Backup & Restore FAQs

This document lists the frequently asked questions (FAQs) and the solutions about Backup & Restore (BR).

In TiDB v5.4.0 and later versions, when backup tasks are performed on the cluster under high workload, why does the speed of backup tasks become slow?

Starting from TiDB v5.4.0, BR introduces the auto-tune feature for backup tasks. For clusters in v5.4.0 or later versions, this feature is enabled by default. When the cluster workload is heavy, the feature limits the resources used by backup tasks to reduce the impact on the online cluster. For more information, refer to BR Auto-Tune.

TiKV supports dynamically configuring the auto-tune feature. You can enable or disable the feature by the following methods without restarting your cluster:

  • Disable auto-tune: Set the TiKV configuration item backup.enable-auto-tune to false.
  • Enable auto-tune: Set backup.enable-auto-tune to true. For clusters upgraded from v5.3.x to v5.4.0 or later versions, the auto-tune feature is disabled by default. You need to manually enable it.

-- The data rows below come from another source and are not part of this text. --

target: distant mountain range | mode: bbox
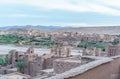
[0,25,120,34]
[0,25,61,30]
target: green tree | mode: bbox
[112,39,120,45]
[16,58,24,72]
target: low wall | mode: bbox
[65,56,120,79]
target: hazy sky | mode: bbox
[0,0,120,26]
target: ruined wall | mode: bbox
[66,57,120,79]
[53,61,80,74]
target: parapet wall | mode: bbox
[46,56,120,79]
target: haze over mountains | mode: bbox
[0,25,120,34]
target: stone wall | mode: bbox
[53,61,80,74]
[65,57,120,79]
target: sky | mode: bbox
[0,0,120,27]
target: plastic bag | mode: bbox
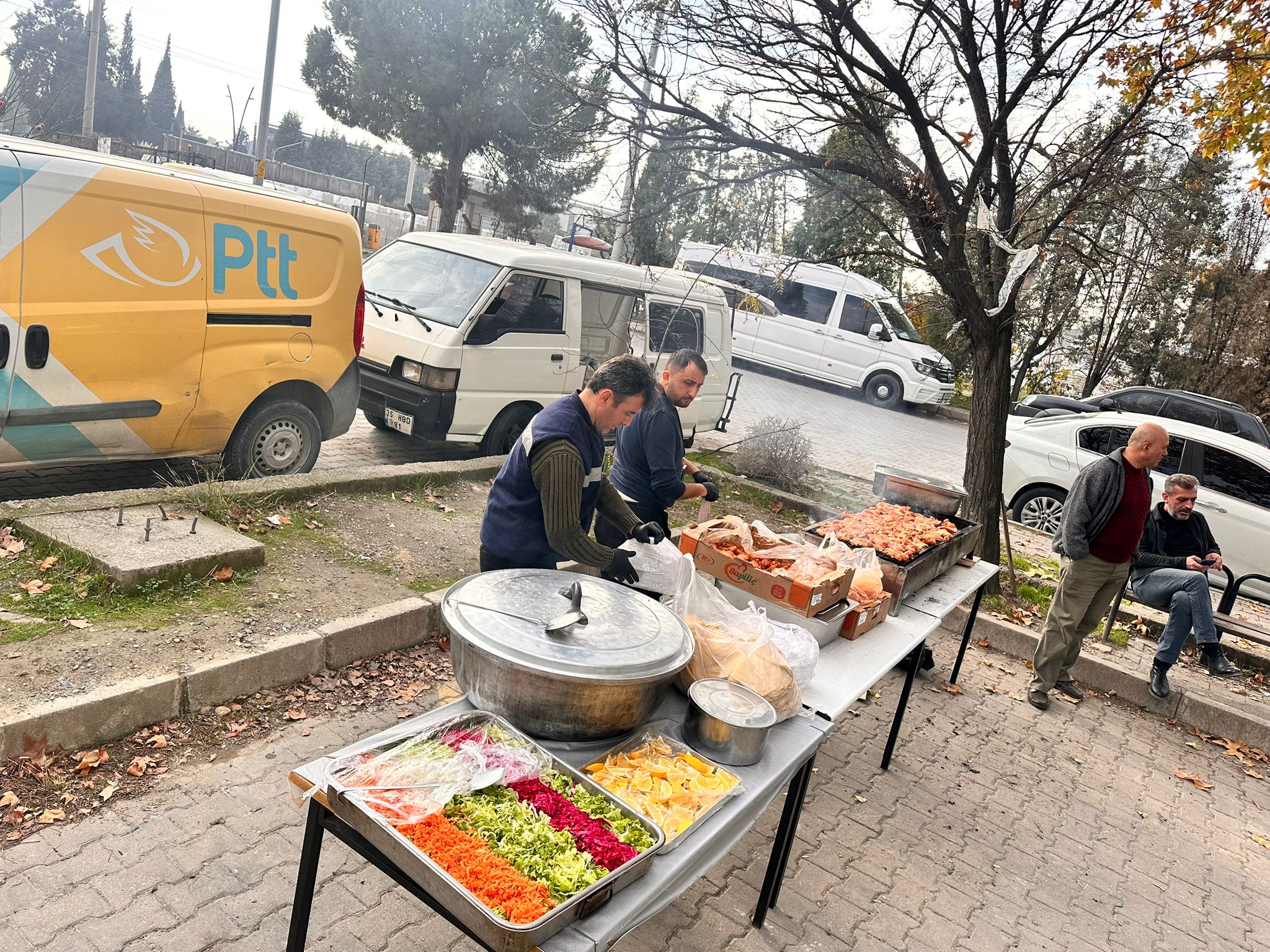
[619,538,692,596]
[326,712,551,825]
[670,569,801,720]
[838,549,884,608]
[749,602,820,688]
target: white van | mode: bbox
[674,241,952,406]
[358,232,740,454]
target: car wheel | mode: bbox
[865,373,904,410]
[480,406,537,456]
[1015,486,1067,536]
[223,400,321,480]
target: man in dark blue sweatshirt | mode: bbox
[596,349,719,549]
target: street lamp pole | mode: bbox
[357,146,383,237]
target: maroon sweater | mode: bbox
[1090,459,1150,562]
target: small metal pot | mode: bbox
[687,678,776,767]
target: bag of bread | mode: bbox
[670,570,801,720]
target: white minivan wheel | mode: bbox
[224,400,321,480]
[865,373,904,410]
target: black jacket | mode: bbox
[1133,503,1222,579]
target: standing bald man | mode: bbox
[1028,423,1168,711]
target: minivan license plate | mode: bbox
[383,407,414,433]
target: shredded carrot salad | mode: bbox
[397,814,554,925]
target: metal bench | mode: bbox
[1103,565,1270,647]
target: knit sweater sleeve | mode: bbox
[530,439,619,569]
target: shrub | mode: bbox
[730,416,815,488]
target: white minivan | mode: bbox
[674,241,952,407]
[358,232,740,454]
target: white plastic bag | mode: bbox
[670,569,810,720]
[618,538,692,596]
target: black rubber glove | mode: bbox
[631,522,665,546]
[601,549,639,585]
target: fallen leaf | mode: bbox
[1173,767,1213,790]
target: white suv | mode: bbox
[1002,413,1270,594]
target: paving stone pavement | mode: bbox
[0,369,967,500]
[698,364,967,482]
[0,635,1270,952]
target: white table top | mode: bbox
[802,562,998,720]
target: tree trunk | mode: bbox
[957,315,1012,594]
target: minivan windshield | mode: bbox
[877,299,923,344]
[362,241,502,327]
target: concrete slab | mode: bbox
[18,504,264,593]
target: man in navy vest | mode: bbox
[480,354,665,584]
[596,349,719,546]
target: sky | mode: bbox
[0,0,635,208]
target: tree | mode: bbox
[585,0,1209,573]
[146,37,177,144]
[302,0,603,231]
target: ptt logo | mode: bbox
[80,208,203,288]
[212,222,298,299]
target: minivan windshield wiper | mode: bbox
[366,291,432,334]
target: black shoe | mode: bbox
[1200,645,1243,678]
[1054,681,1085,700]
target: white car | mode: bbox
[1002,413,1270,596]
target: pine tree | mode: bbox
[146,35,177,144]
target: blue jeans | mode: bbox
[1133,569,1217,664]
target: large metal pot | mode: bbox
[441,569,693,740]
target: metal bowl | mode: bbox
[687,678,776,767]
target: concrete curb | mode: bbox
[944,607,1270,750]
[0,591,443,758]
[0,456,503,522]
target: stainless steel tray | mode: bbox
[326,708,665,952]
[804,515,983,615]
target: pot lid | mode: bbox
[688,678,776,728]
[441,569,693,682]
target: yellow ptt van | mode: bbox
[0,136,363,477]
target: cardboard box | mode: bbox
[680,519,856,618]
[842,591,892,641]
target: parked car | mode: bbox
[360,231,739,454]
[1002,413,1270,597]
[1012,387,1270,447]
[0,136,362,477]
[674,241,952,407]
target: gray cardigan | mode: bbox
[1054,449,1150,560]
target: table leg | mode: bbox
[881,638,926,770]
[753,754,815,929]
[287,800,326,952]
[949,583,988,684]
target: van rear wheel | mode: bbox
[224,400,321,480]
[865,373,904,410]
[480,406,537,456]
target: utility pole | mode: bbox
[611,7,665,263]
[80,0,105,136]
[254,0,282,185]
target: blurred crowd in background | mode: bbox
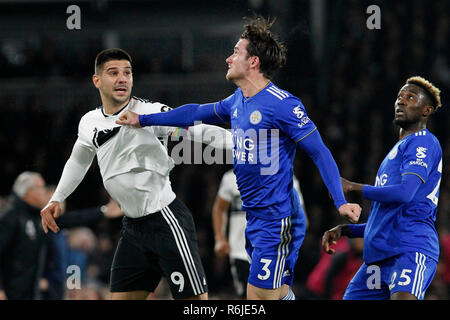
[0,0,450,299]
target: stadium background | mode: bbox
[0,0,450,299]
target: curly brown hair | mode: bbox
[241,16,287,79]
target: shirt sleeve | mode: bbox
[274,97,317,142]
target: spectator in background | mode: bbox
[0,171,120,300]
[40,187,123,300]
[0,171,47,300]
[305,238,364,300]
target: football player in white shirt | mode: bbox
[41,48,232,299]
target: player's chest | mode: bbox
[375,144,403,186]
[85,117,122,148]
[230,98,273,131]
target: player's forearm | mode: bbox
[341,223,366,238]
[139,103,222,127]
[362,174,422,203]
[50,142,95,202]
[300,130,347,208]
[188,124,233,150]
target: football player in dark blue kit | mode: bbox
[117,17,361,300]
[322,76,442,300]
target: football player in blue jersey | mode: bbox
[322,76,442,300]
[117,17,361,300]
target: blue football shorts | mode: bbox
[343,252,437,300]
[245,205,306,289]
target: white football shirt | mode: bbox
[51,97,232,218]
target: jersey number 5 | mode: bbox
[427,158,442,207]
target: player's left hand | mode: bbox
[338,203,362,223]
[116,110,141,128]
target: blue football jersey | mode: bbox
[214,83,316,219]
[364,129,442,264]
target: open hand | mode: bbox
[41,201,61,233]
[116,110,141,128]
[322,225,342,254]
[338,203,362,223]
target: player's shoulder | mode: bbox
[263,83,305,111]
[222,169,236,181]
[405,129,442,154]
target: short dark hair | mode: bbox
[95,48,131,74]
[241,15,287,79]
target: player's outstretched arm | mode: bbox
[322,223,366,254]
[41,201,61,233]
[298,130,361,223]
[116,103,223,128]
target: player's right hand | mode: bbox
[322,225,342,254]
[338,203,362,223]
[116,110,141,128]
[41,201,61,233]
[214,240,230,258]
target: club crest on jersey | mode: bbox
[292,106,305,119]
[416,147,427,159]
[250,110,262,124]
[388,146,398,160]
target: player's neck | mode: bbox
[236,77,270,98]
[398,123,427,140]
[102,99,130,114]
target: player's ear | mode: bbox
[250,56,261,68]
[422,105,434,117]
[92,74,100,89]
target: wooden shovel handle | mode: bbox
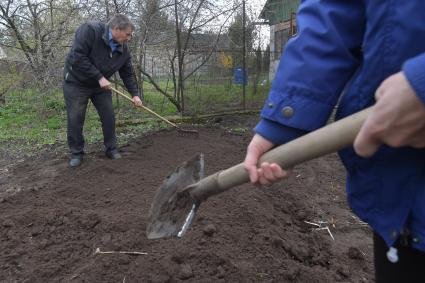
[111,87,179,129]
[190,107,372,202]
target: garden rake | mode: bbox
[111,87,199,135]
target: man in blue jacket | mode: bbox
[244,0,425,282]
[63,14,142,167]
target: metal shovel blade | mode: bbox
[146,154,204,239]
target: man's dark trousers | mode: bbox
[63,81,116,157]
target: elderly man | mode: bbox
[63,14,142,167]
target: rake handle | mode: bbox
[111,87,179,129]
[190,107,372,203]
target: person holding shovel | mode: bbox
[63,14,142,167]
[244,0,425,283]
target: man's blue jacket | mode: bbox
[256,0,425,251]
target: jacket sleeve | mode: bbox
[71,23,103,80]
[403,52,425,104]
[255,0,366,144]
[118,57,140,97]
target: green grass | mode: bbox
[0,79,270,154]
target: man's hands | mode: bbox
[99,77,143,107]
[354,72,425,157]
[244,134,289,185]
[131,96,143,107]
[99,77,111,90]
[244,72,425,185]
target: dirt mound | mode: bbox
[0,117,373,282]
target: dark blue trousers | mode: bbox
[63,81,117,156]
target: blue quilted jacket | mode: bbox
[256,0,425,251]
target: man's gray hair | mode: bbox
[108,14,134,31]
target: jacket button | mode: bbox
[282,106,294,118]
[390,230,398,240]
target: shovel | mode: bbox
[146,107,372,239]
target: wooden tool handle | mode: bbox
[111,87,179,128]
[191,107,372,202]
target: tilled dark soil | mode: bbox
[0,118,373,283]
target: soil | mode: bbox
[0,116,373,282]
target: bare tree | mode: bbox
[0,0,83,86]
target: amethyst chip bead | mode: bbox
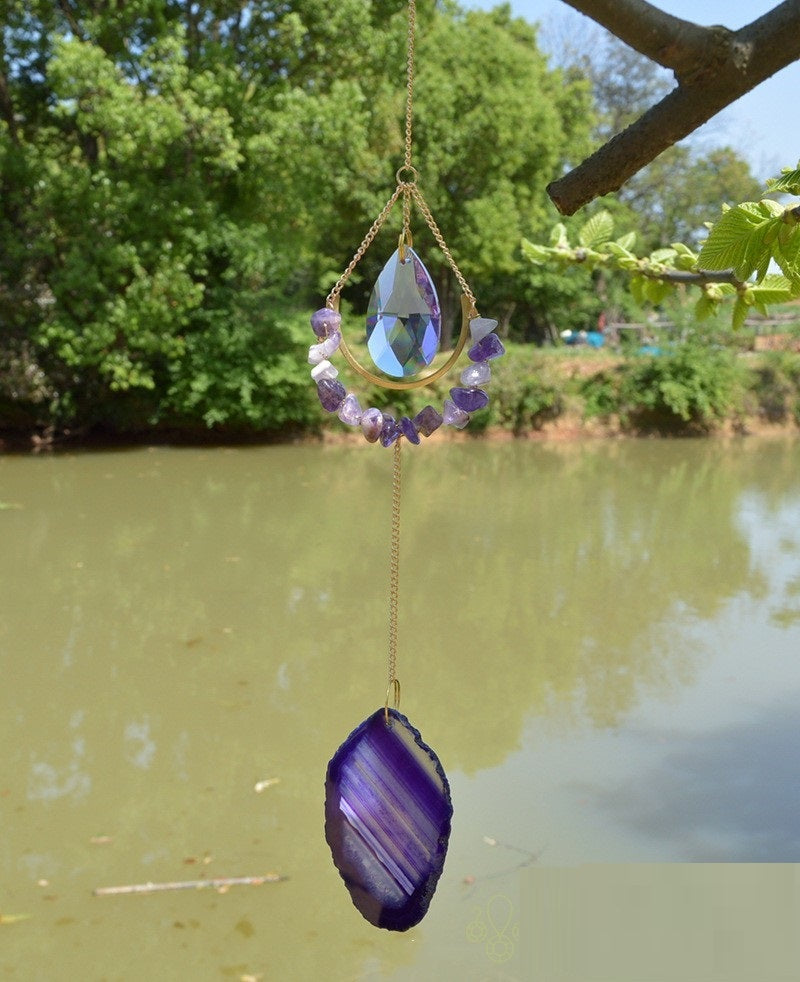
[380,413,400,447]
[311,307,342,338]
[339,392,364,426]
[467,334,506,361]
[361,408,383,443]
[442,399,469,430]
[412,406,442,437]
[398,416,419,444]
[450,388,489,413]
[317,378,347,413]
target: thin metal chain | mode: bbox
[388,440,403,698]
[325,183,405,307]
[404,0,417,167]
[411,184,477,310]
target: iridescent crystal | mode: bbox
[325,708,453,931]
[367,246,442,378]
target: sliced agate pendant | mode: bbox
[325,709,453,931]
[367,246,442,378]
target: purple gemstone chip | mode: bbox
[317,378,347,413]
[311,307,342,338]
[361,407,383,443]
[467,334,506,361]
[325,708,453,931]
[380,413,400,447]
[450,388,489,413]
[412,406,442,436]
[397,416,419,444]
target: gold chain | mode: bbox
[411,184,476,308]
[388,439,403,708]
[325,183,405,307]
[404,0,417,167]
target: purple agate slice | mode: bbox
[325,708,453,931]
[467,334,506,361]
[450,388,489,413]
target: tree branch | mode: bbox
[639,269,747,290]
[552,0,708,72]
[547,0,800,215]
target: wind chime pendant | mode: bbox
[367,246,442,378]
[325,709,453,931]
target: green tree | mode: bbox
[0,0,588,438]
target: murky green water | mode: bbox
[0,441,800,982]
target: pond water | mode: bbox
[0,440,800,982]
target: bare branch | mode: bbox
[552,0,708,74]
[547,0,800,215]
[639,269,747,290]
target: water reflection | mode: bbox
[596,704,800,863]
[0,441,800,979]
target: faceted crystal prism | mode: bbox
[325,709,453,931]
[367,246,442,378]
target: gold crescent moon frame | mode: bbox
[330,294,478,390]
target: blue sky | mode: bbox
[462,0,800,179]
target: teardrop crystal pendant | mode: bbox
[325,709,453,931]
[367,246,442,378]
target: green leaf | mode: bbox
[522,239,553,263]
[694,292,717,321]
[650,247,676,264]
[731,297,750,331]
[630,275,645,303]
[550,222,569,249]
[697,201,780,280]
[748,273,793,304]
[644,279,673,304]
[772,225,800,280]
[603,242,636,259]
[578,211,614,249]
[767,164,800,194]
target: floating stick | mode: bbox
[92,873,289,897]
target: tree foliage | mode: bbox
[0,0,590,428]
[522,166,800,328]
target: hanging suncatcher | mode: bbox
[308,0,504,931]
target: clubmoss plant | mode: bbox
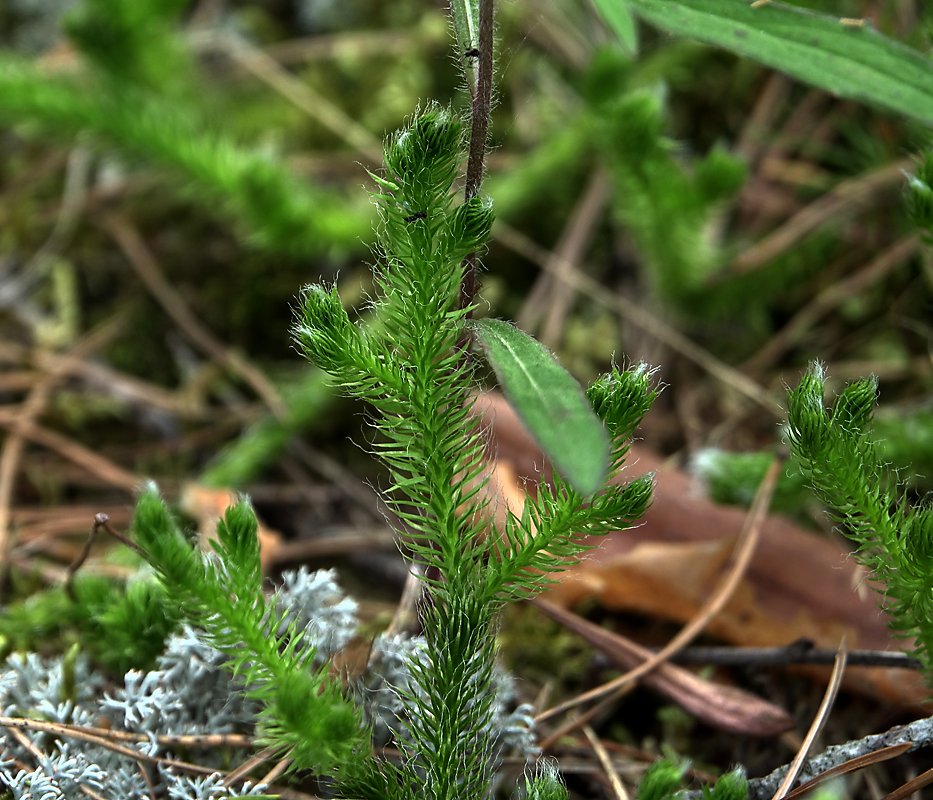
[786,364,933,683]
[124,94,655,800]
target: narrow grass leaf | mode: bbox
[593,0,638,55]
[616,0,933,124]
[468,319,609,495]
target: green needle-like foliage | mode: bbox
[133,488,369,772]
[787,364,933,680]
[295,107,654,800]
[0,0,371,255]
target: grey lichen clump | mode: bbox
[0,568,536,800]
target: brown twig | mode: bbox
[741,235,920,374]
[582,725,629,800]
[670,639,921,670]
[784,744,910,800]
[516,169,610,348]
[0,316,123,579]
[771,639,846,800]
[0,408,144,492]
[100,213,289,422]
[533,459,781,722]
[495,222,784,419]
[716,158,914,281]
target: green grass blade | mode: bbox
[615,0,933,124]
[593,0,638,55]
[469,319,609,495]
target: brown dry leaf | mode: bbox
[178,483,282,575]
[531,599,794,736]
[482,395,929,707]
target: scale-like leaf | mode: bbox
[468,319,609,495]
[593,0,638,55]
[612,0,933,124]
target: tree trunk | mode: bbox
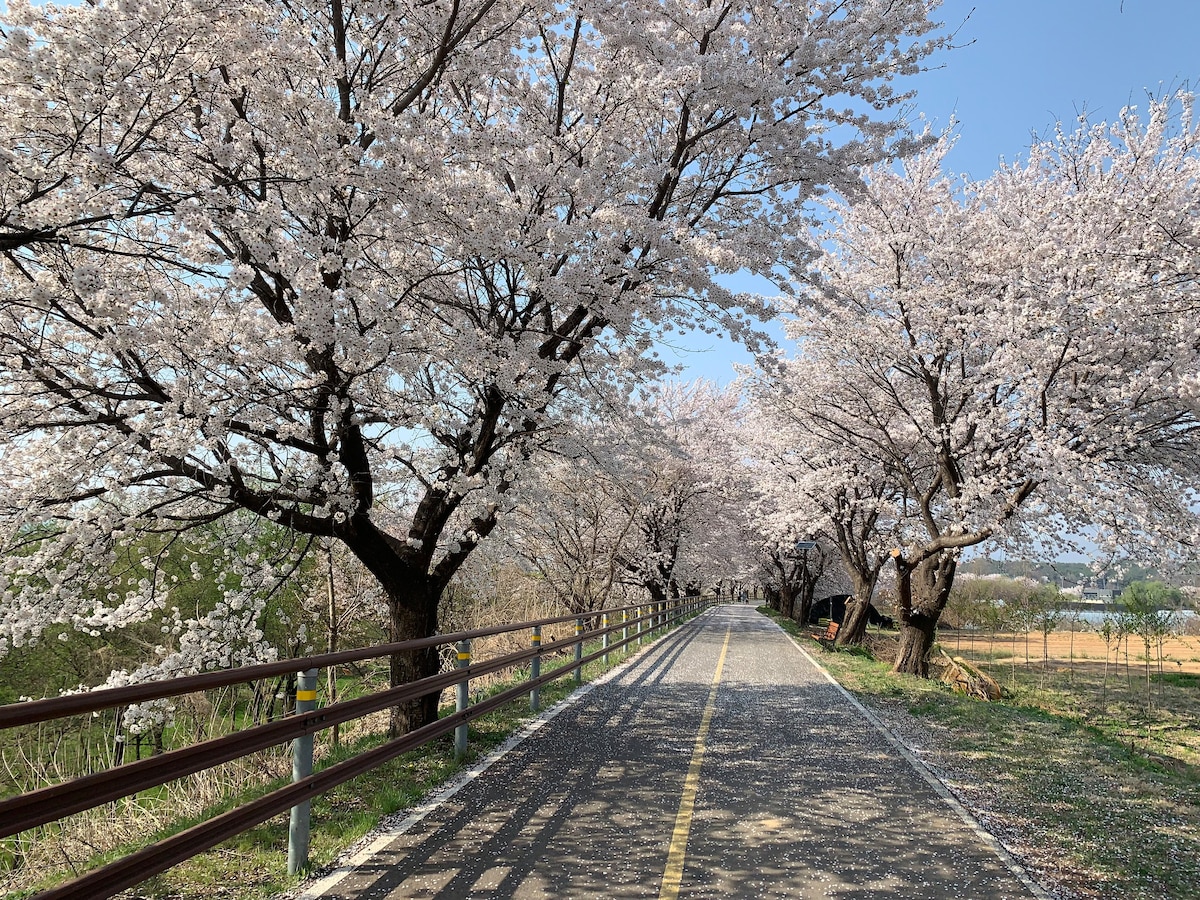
[384,577,442,737]
[796,578,817,625]
[838,596,871,647]
[892,552,958,678]
[779,581,803,620]
[892,612,937,678]
[838,570,878,647]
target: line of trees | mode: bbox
[0,0,944,731]
[745,95,1200,674]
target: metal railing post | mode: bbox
[529,625,541,713]
[575,618,583,684]
[454,641,470,760]
[288,668,317,875]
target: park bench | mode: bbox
[811,619,838,649]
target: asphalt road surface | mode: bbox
[306,606,1034,900]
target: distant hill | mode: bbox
[959,558,1171,589]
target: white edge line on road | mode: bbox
[777,617,1055,900]
[292,607,710,900]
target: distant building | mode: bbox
[1079,587,1117,606]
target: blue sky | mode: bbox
[666,0,1200,383]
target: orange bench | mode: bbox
[811,619,838,649]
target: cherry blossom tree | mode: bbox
[0,0,942,728]
[743,393,899,646]
[781,96,1200,674]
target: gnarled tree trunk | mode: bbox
[892,551,958,678]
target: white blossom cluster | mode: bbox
[748,95,1200,662]
[0,0,944,691]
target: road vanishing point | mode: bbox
[300,605,1045,900]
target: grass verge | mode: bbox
[761,607,1200,900]
[4,626,700,900]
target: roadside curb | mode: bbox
[777,616,1055,900]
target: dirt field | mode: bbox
[938,630,1200,674]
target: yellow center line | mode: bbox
[659,626,733,900]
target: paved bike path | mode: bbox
[305,606,1033,900]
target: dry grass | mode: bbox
[796,619,1200,900]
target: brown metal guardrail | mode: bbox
[0,598,710,900]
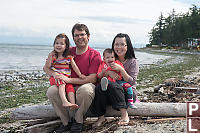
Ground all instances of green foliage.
[149,5,200,46]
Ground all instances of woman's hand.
[49,50,56,57]
[57,74,70,83]
[110,62,124,71]
[105,71,119,80]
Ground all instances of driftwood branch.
[12,102,186,120]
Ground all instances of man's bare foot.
[69,104,79,110]
[63,102,79,110]
[92,116,106,128]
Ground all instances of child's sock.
[122,83,137,109]
[101,77,108,91]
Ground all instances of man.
[43,23,101,133]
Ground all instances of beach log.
[11,102,186,120]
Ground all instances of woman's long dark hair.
[53,33,70,58]
[112,33,136,59]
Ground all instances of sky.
[0,0,200,46]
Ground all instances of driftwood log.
[12,102,186,120]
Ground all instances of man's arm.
[43,52,58,78]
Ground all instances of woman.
[92,33,139,127]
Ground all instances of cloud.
[81,16,155,24]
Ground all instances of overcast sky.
[0,0,200,45]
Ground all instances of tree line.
[149,5,200,46]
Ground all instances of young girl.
[46,33,85,110]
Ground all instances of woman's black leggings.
[92,82,127,116]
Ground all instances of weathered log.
[12,102,186,120]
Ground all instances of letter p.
[189,103,199,115]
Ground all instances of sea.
[0,44,169,71]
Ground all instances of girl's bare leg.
[59,84,78,109]
[67,92,79,110]
[118,109,129,125]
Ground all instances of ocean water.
[0,44,169,71]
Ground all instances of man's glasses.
[74,33,87,37]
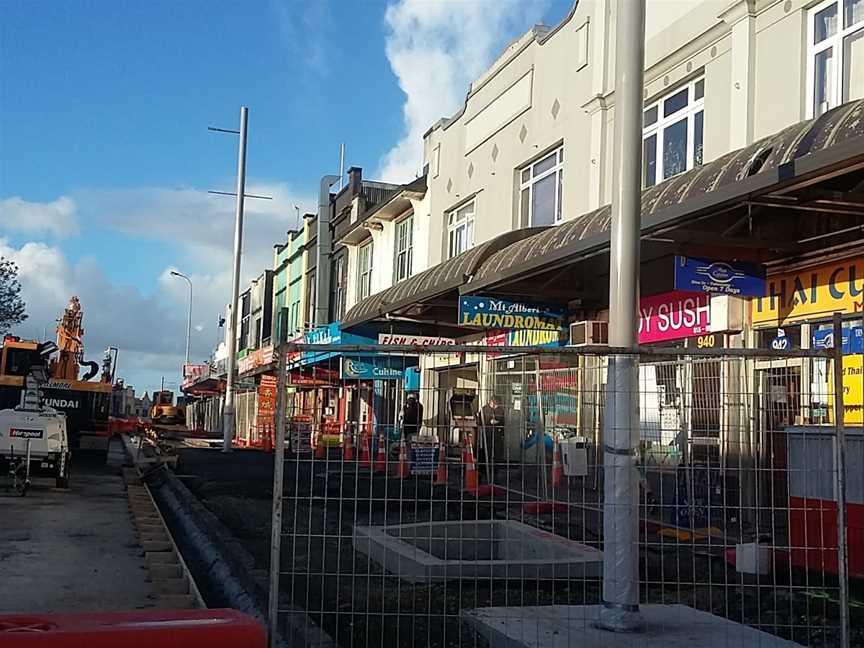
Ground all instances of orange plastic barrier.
[0,610,267,648]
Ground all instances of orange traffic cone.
[315,432,327,459]
[359,432,372,468]
[395,440,411,479]
[372,434,387,472]
[552,437,564,488]
[342,430,354,461]
[463,434,480,495]
[432,441,448,486]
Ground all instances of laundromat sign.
[752,257,864,326]
[459,297,564,331]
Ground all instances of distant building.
[110,378,136,418]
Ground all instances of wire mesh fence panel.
[266,345,864,647]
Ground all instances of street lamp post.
[171,270,192,370]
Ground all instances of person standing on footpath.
[477,395,505,484]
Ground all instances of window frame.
[333,254,346,321]
[447,198,477,259]
[805,0,864,119]
[517,143,564,227]
[640,73,706,189]
[357,238,375,302]
[393,211,414,283]
[306,270,318,328]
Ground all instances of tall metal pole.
[222,106,249,452]
[598,0,645,632]
[267,344,287,648]
[171,270,192,370]
[832,313,850,648]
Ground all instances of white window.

To use tikv-ctl to enable or disable auto-tune, refer to Use auto-tune.

In addition, auto-tune reduces the default number of threads used by backup tasks. For details, see backup.num-threads](/tikv-configuration-file.md#num-threads-1). Therefore, on the Grafana Dashboard, the speed, CPU usage, and I/O resource utilization used by backup tasks are lower than those of versions earlier than v5.4.0. Before v5.4.0, the default value of backup.num-threads was CPU * 0.75, that is, the number of threads used by backup tasks makes up 75% of the logical CPU cores. The maximum value of it was 32. Starting from v5.4.0, the default value of this configuration item is CPU * 0.5, and its maximum value is 8.

When you perform backup tasks on an offline cluster, to speed up the backup, you can modify the value of backup.num-threads to a larger number using tikv-ctl.

What should I do if the error message could not read local://...:download sst failed is returned during data restoration?

When you restore data, each node must have access to all backup files (SST files). By default, if local storage is used, you cannot restore data because the backup files are scattered among different nodes. Therefore, you have to copy the backup file of each TiKV node to the other TiKV nodes.

It is recommended that you mount an NFS disk as a backup disk during backup. For details, see Back up a single table to a network disk.

How much impact does a backup operation have on the cluster?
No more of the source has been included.